Bush Hill Park (EN1) is about 16 minutes up the A10, typically 25 to 37 minutes door-to-door depending on traffic through Edmonton. Main Avenue and Village Road sit in a quiet residential pocket east of the station, so once I’m off the A10 the run-in is straightforward. Friday evening peak and the morning school-run window are the times I usually quote the longer end of that range.
The housing here has a higher concentration of Edwardian family houses than most of Enfield, particularly around Main Avenue and the streets between St Mark’s Road and Queen Anne’s Place. These are larger family homes with solid hardwood front doors, brass furniture, and original five-lever mortices that have quietly worked for a hundred years. Through the rest of the grid it’s 1920s and 1930s semis, with a handful of postwar infill around the edges. The lock culture follows the architecture, heritage hardware on the period stock, simpler suburban setups on the interwar streets.
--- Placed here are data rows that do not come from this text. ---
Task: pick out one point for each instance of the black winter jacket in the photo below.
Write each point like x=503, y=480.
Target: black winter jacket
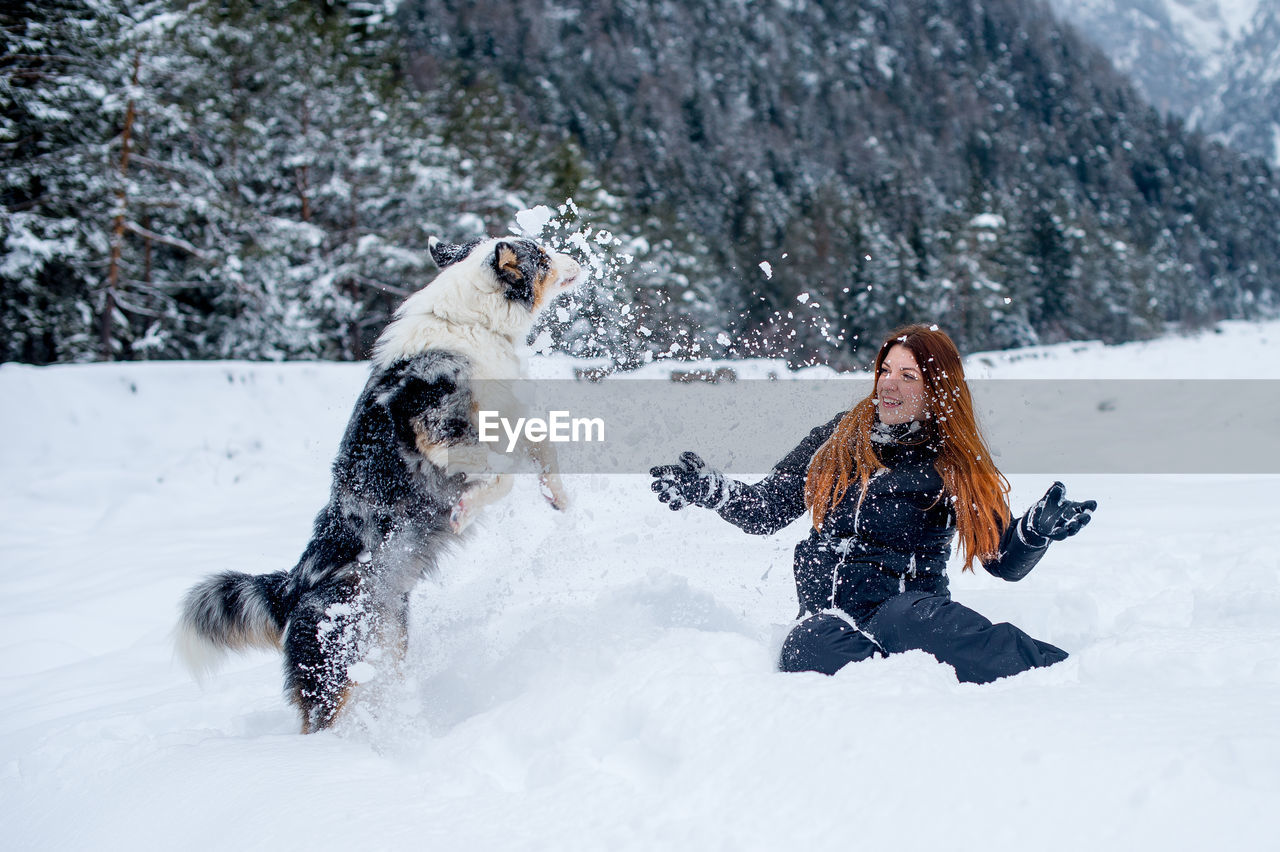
x=899, y=537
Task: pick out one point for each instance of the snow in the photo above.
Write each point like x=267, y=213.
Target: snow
x=604, y=678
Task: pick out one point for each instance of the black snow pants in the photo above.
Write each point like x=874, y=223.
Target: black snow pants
x=978, y=650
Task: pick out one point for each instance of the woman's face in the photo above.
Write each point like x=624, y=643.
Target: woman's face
x=900, y=388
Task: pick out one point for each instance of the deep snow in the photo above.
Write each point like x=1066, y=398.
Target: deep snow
x=604, y=678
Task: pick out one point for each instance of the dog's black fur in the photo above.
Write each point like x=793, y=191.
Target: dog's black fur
x=387, y=521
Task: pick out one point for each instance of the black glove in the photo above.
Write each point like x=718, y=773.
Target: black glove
x=1055, y=517
x=690, y=481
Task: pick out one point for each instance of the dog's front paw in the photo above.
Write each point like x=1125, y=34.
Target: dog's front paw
x=462, y=514
x=467, y=459
x=553, y=491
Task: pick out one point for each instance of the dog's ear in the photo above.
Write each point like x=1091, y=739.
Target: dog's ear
x=447, y=253
x=515, y=274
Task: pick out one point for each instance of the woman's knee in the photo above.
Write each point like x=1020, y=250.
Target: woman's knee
x=823, y=644
x=903, y=621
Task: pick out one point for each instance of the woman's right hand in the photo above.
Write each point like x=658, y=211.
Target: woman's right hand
x=689, y=481
x=1055, y=517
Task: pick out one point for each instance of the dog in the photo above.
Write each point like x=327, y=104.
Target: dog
x=408, y=479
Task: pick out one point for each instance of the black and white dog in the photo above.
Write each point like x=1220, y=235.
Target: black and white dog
x=408, y=477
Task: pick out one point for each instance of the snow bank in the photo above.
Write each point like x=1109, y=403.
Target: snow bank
x=604, y=678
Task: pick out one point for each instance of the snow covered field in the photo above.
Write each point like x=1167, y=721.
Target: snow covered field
x=604, y=679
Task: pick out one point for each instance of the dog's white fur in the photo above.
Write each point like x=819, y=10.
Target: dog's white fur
x=464, y=310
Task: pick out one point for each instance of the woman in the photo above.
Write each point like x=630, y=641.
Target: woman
x=890, y=484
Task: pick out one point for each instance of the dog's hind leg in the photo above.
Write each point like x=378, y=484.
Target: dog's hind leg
x=329, y=633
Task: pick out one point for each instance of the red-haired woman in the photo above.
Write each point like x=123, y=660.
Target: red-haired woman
x=890, y=484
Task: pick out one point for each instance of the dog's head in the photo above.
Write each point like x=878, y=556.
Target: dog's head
x=498, y=285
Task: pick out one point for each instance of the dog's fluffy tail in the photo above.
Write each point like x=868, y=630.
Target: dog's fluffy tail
x=231, y=612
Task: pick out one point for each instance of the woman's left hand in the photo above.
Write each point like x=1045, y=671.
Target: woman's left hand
x=1055, y=517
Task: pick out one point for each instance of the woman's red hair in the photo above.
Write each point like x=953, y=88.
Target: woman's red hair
x=978, y=491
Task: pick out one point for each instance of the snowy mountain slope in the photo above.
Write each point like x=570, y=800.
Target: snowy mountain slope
x=1211, y=62
x=603, y=679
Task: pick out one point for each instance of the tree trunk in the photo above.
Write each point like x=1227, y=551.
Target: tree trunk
x=122, y=198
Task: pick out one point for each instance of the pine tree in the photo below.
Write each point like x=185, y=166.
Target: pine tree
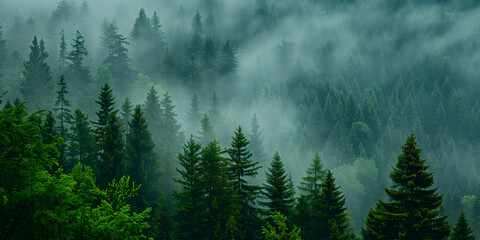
x=142, y=161
x=154, y=114
x=256, y=141
x=142, y=27
x=197, y=32
x=331, y=211
x=228, y=63
x=193, y=114
x=3, y=50
x=462, y=231
x=277, y=193
x=36, y=85
x=63, y=52
x=127, y=109
x=64, y=115
x=78, y=74
x=311, y=184
x=217, y=190
x=207, y=133
x=190, y=213
x=82, y=141
x=119, y=63
x=413, y=212
x=240, y=167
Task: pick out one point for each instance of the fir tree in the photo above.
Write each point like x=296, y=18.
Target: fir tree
x=217, y=190
x=278, y=194
x=228, y=62
x=63, y=52
x=142, y=27
x=311, y=184
x=190, y=213
x=127, y=109
x=241, y=167
x=193, y=114
x=462, y=231
x=82, y=141
x=64, y=114
x=78, y=74
x=331, y=211
x=118, y=63
x=36, y=85
x=256, y=141
x=413, y=212
x=207, y=133
x=142, y=160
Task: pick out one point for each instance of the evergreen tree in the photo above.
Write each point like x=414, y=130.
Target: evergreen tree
x=241, y=167
x=228, y=62
x=36, y=85
x=3, y=51
x=413, y=212
x=207, y=133
x=118, y=63
x=196, y=35
x=462, y=230
x=331, y=211
x=278, y=193
x=82, y=141
x=64, y=115
x=142, y=161
x=256, y=141
x=127, y=109
x=154, y=114
x=78, y=74
x=63, y=52
x=217, y=190
x=193, y=114
x=142, y=27
x=190, y=213
x=311, y=184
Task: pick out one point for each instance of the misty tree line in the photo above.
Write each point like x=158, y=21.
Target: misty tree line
x=354, y=114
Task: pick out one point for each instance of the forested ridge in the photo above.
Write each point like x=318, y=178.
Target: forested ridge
x=258, y=119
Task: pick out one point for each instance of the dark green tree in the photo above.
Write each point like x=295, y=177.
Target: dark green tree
x=119, y=63
x=462, y=230
x=240, y=168
x=190, y=213
x=141, y=159
x=82, y=141
x=311, y=184
x=277, y=193
x=62, y=58
x=36, y=86
x=77, y=73
x=193, y=114
x=207, y=133
x=413, y=212
x=142, y=27
x=64, y=115
x=331, y=211
x=217, y=190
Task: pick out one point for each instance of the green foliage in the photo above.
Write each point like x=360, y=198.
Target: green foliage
x=462, y=230
x=278, y=193
x=280, y=230
x=36, y=84
x=413, y=212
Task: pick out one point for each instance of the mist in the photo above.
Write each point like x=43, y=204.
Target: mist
x=349, y=80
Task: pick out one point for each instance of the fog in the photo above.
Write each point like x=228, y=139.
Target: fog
x=373, y=50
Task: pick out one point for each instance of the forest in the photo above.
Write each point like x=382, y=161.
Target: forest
x=239, y=119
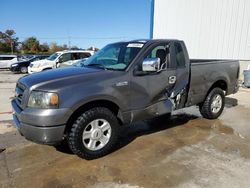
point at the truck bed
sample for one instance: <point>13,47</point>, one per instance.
<point>206,72</point>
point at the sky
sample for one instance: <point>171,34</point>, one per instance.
<point>83,23</point>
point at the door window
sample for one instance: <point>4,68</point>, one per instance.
<point>162,52</point>
<point>65,57</point>
<point>179,55</point>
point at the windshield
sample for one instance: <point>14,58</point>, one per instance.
<point>53,56</point>
<point>114,56</point>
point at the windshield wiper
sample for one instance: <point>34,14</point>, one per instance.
<point>98,65</point>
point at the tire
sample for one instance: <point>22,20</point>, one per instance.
<point>213,105</point>
<point>23,70</point>
<point>97,141</point>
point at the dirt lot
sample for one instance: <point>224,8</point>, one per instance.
<point>184,151</point>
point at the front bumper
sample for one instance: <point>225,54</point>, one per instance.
<point>44,126</point>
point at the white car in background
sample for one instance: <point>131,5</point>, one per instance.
<point>7,60</point>
<point>59,59</point>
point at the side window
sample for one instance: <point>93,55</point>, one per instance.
<point>6,58</point>
<point>179,53</point>
<point>84,55</point>
<point>75,56</point>
<point>162,52</point>
<point>65,57</point>
<point>130,54</point>
<point>157,51</point>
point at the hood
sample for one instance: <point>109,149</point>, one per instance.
<point>61,76</point>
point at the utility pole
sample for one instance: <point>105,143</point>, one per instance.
<point>69,43</point>
<point>12,47</point>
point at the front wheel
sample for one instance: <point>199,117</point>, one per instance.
<point>94,133</point>
<point>213,105</point>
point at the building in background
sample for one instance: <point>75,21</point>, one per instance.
<point>218,29</point>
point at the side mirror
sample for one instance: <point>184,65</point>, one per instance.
<point>151,65</point>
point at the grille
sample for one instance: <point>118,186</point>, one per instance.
<point>19,94</point>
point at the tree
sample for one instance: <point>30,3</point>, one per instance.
<point>44,48</point>
<point>54,47</point>
<point>8,41</point>
<point>31,45</point>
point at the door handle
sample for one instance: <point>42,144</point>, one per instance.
<point>172,79</point>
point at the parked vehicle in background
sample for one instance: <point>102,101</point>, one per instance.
<point>7,60</point>
<point>59,59</point>
<point>123,83</point>
<point>22,66</point>
<point>80,62</point>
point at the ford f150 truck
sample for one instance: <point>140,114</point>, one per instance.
<point>122,83</point>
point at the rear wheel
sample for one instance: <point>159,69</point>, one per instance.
<point>94,133</point>
<point>213,105</point>
<point>23,70</point>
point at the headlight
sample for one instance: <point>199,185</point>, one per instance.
<point>35,65</point>
<point>39,99</point>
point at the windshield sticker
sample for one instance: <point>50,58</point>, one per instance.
<point>135,45</point>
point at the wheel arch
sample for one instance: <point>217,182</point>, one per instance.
<point>113,107</point>
<point>222,84</point>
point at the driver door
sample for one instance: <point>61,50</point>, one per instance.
<point>150,88</point>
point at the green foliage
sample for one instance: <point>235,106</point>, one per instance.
<point>9,44</point>
<point>8,41</point>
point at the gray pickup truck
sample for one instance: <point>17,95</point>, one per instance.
<point>122,83</point>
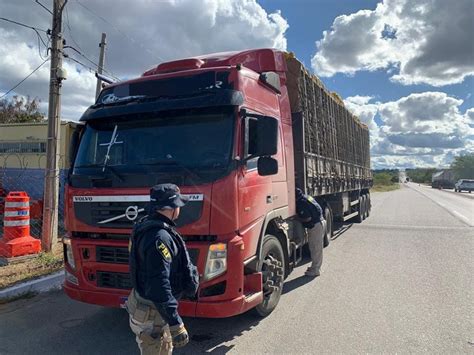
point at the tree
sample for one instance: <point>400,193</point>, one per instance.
<point>463,167</point>
<point>20,110</point>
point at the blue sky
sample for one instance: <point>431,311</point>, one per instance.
<point>413,88</point>
<point>308,19</point>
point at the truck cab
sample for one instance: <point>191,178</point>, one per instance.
<point>218,127</point>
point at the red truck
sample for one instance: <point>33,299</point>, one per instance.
<point>237,132</point>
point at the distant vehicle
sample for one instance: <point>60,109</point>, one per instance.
<point>464,184</point>
<point>442,180</point>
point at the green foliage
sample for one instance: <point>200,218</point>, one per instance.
<point>463,167</point>
<point>20,110</point>
<point>382,178</point>
<point>421,175</point>
<point>385,177</point>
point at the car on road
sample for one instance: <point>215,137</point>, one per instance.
<point>464,184</point>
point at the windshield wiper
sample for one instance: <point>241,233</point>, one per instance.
<point>119,100</point>
<point>170,162</point>
<point>113,140</point>
<point>108,167</point>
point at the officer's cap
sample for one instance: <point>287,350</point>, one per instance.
<point>299,194</point>
<point>164,196</point>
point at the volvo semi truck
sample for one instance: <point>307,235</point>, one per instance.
<point>237,132</point>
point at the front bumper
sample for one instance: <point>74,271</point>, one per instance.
<point>214,309</point>
<point>238,292</point>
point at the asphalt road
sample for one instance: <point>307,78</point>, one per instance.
<point>399,282</point>
<point>459,204</point>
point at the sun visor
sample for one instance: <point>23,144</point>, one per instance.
<point>142,105</point>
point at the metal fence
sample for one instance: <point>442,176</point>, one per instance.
<point>26,172</point>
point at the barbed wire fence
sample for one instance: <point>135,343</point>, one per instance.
<point>26,172</point>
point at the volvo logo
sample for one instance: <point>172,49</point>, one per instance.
<point>131,213</point>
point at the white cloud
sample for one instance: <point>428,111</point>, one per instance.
<point>138,37</point>
<point>425,42</point>
<point>421,129</point>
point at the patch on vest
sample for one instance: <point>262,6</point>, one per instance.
<point>163,249</point>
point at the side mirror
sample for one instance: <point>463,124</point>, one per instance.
<point>266,142</point>
<point>267,166</point>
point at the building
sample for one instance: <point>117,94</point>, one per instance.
<point>23,156</point>
<point>23,145</point>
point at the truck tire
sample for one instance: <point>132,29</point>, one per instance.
<point>364,207</point>
<point>358,218</point>
<point>272,267</point>
<point>329,226</point>
<point>369,205</point>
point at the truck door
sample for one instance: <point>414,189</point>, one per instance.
<point>255,191</point>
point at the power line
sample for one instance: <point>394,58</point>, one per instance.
<point>34,71</point>
<point>68,25</point>
<point>90,61</point>
<point>44,7</point>
<point>23,25</point>
<point>91,70</point>
<point>36,29</point>
<point>121,32</point>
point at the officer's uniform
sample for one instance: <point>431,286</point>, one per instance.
<point>308,208</point>
<point>161,273</point>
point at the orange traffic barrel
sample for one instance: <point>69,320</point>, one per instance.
<point>16,239</point>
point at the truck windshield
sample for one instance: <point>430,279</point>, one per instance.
<point>190,141</point>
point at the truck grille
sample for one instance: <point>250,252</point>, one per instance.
<point>113,214</point>
<point>113,280</point>
<point>119,255</point>
<point>113,255</point>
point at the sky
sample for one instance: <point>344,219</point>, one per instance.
<point>405,67</point>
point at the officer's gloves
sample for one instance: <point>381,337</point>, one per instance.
<point>180,335</point>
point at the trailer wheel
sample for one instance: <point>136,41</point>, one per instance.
<point>329,226</point>
<point>272,268</point>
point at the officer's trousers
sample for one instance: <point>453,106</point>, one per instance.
<point>316,244</point>
<point>152,333</point>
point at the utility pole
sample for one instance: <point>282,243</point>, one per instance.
<point>102,45</point>
<point>51,183</point>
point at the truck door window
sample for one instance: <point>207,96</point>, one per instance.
<point>251,142</point>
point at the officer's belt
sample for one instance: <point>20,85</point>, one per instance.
<point>142,300</point>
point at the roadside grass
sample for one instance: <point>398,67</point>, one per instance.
<point>385,188</point>
<point>43,264</point>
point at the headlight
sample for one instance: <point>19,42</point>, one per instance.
<point>68,255</point>
<point>71,278</point>
<point>216,263</point>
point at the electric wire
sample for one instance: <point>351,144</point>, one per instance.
<point>130,39</point>
<point>108,72</point>
<point>44,7</point>
<point>24,79</point>
<point>23,25</point>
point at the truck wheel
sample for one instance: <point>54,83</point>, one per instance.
<point>272,268</point>
<point>358,218</point>
<point>369,206</point>
<point>329,229</point>
<point>364,207</point>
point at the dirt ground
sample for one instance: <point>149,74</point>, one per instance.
<point>43,264</point>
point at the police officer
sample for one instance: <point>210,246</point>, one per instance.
<point>311,215</point>
<point>161,273</point>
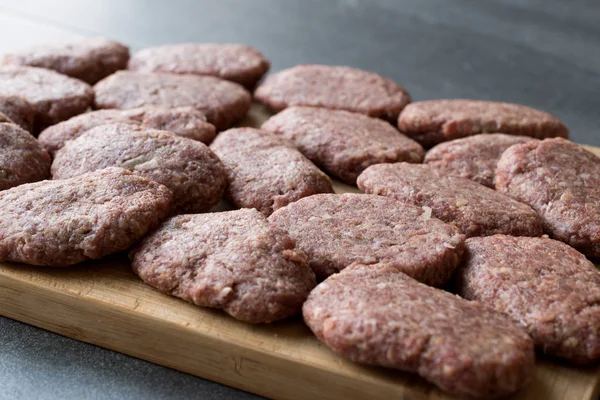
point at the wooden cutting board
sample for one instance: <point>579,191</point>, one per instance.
<point>105,304</point>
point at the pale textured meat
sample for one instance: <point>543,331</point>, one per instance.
<point>341,142</point>
<point>234,261</point>
<point>379,316</point>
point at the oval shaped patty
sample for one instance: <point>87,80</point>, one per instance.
<point>233,62</point>
<point>336,87</point>
<point>60,223</point>
<point>235,261</point>
<point>377,315</point>
<point>434,121</point>
<point>475,209</point>
<point>266,172</point>
<point>88,59</point>
<point>187,167</point>
<point>222,102</point>
<point>561,181</point>
<point>341,142</point>
<point>22,159</point>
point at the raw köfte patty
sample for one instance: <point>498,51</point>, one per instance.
<point>340,88</point>
<point>89,59</point>
<point>561,181</point>
<point>22,159</point>
<point>18,110</point>
<point>475,209</point>
<point>474,157</point>
<point>341,142</point>
<point>337,230</point>
<point>183,121</point>
<point>189,168</point>
<point>235,261</point>
<point>222,102</point>
<point>60,223</point>
<point>54,97</point>
<point>377,315</point>
<point>434,121</point>
<point>548,288</point>
<point>265,171</point>
<point>233,62</point>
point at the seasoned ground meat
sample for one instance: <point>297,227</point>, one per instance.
<point>183,121</point>
<point>474,157</point>
<point>89,59</point>
<point>18,110</point>
<point>337,230</point>
<point>235,261</point>
<point>435,121</point>
<point>341,142</point>
<point>187,167</point>
<point>340,88</point>
<point>266,172</point>
<point>60,223</point>
<point>54,97</point>
<point>475,209</point>
<point>561,181</point>
<point>548,288</point>
<point>233,62</point>
<point>22,159</point>
<point>221,101</point>
<point>376,315</point>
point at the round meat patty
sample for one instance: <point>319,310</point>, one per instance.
<point>60,223</point>
<point>341,142</point>
<point>337,230</point>
<point>374,314</point>
<point>222,102</point>
<point>88,59</point>
<point>340,88</point>
<point>434,121</point>
<point>234,261</point>
<point>474,157</point>
<point>233,62</point>
<point>54,97</point>
<point>22,159</point>
<point>548,288</point>
<point>18,110</point>
<point>187,167</point>
<point>475,209</point>
<point>561,181</point>
<point>182,121</point>
<point>266,172</point>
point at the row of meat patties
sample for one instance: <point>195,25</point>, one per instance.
<point>486,200</point>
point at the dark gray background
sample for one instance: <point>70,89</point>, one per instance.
<point>543,53</point>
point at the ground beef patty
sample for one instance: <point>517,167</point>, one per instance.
<point>18,110</point>
<point>549,289</point>
<point>233,62</point>
<point>473,157</point>
<point>561,181</point>
<point>60,223</point>
<point>377,315</point>
<point>337,230</point>
<point>183,121</point>
<point>189,168</point>
<point>341,142</point>
<point>222,102</point>
<point>88,59</point>
<point>266,172</point>
<point>22,159</point>
<point>235,261</point>
<point>435,121</point>
<point>341,88</point>
<point>475,209</point>
<point>55,97</point>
Most of the work I do in EN1 is servicing rather than replacement. The original Edwardian mortices are heavier and better made than most modern equivalents, so a deep clean, lubrication, and a careful keep realignment usually buys another decade of life. On the 1930s semis I see classic mortice servicing work, the door drops on its hinges, the bolt no longer lines up with the keep, and the homeowner ends up forcing the key. On homes that have had a UPVC or composite door fitted in the last twenty years, a 3 star anti-snap cylinder upgrade is the standard recommendation when I’m on site.